Judy

© Pathé

Exakt 50 Jahre nach dem Tod von Judy Garland, die vom American Film Institute auf Platz 8 der erfolgreichsten Filmstars aller Zeiten gewählt wurde, wagte man sich an eine Adaption ihrer Vita und beschränkte sich größtenteils auf die Schattenseiten ihrer Karriere. Zahlreiche Mythen ranken sich um die als Frances Ethel Beth geborene Dame, welche nicht nur in der schwulen Community seit Jahrzehnten glorifiziert wird. Trotz großer Erfolge war wohl keine andere Leinwanddiva so unfähig mit Rückschlägen umzugehen wie Garland, was sich unter anderem darin zeigte, dass sie Suizidgedanken entwickelte, nachdem sie sich für ihre oscarnominierten Rollen jeweils Grace Kelly und Rita Moreno geschlagen geben musste.
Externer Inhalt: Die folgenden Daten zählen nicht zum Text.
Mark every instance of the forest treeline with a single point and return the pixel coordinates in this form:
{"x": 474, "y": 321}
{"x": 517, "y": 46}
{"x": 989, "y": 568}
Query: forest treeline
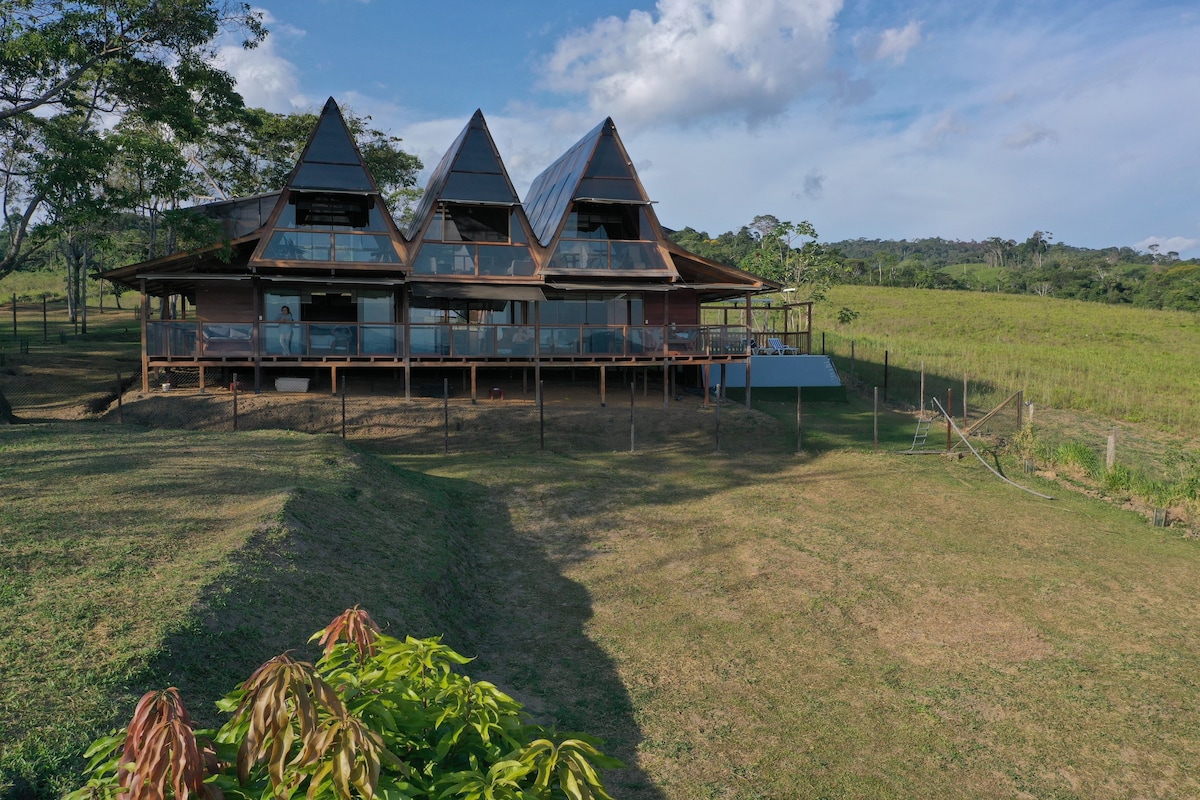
{"x": 1037, "y": 265}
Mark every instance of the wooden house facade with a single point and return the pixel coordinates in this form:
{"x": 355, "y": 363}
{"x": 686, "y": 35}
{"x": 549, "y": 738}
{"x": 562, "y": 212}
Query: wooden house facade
{"x": 318, "y": 275}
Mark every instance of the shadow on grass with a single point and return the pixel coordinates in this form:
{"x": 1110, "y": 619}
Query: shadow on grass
{"x": 426, "y": 555}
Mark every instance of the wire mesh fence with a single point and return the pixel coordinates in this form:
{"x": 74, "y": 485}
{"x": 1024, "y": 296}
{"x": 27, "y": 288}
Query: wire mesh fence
{"x": 439, "y": 415}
Seit dem 02. Januar flimmert das gleichnamige Porträt nunmehr auch über die deutschen Kinoleinwände und darf mit Fug und Recht als erste große Überraschung des frischen Jahres angesehen werden, die mit einer galaktisch guten Schauspielleistung aufwartet und der Dargestellten obendrein ein überaus feinfühlig inszeniertes, würdiges Denkmal setzt.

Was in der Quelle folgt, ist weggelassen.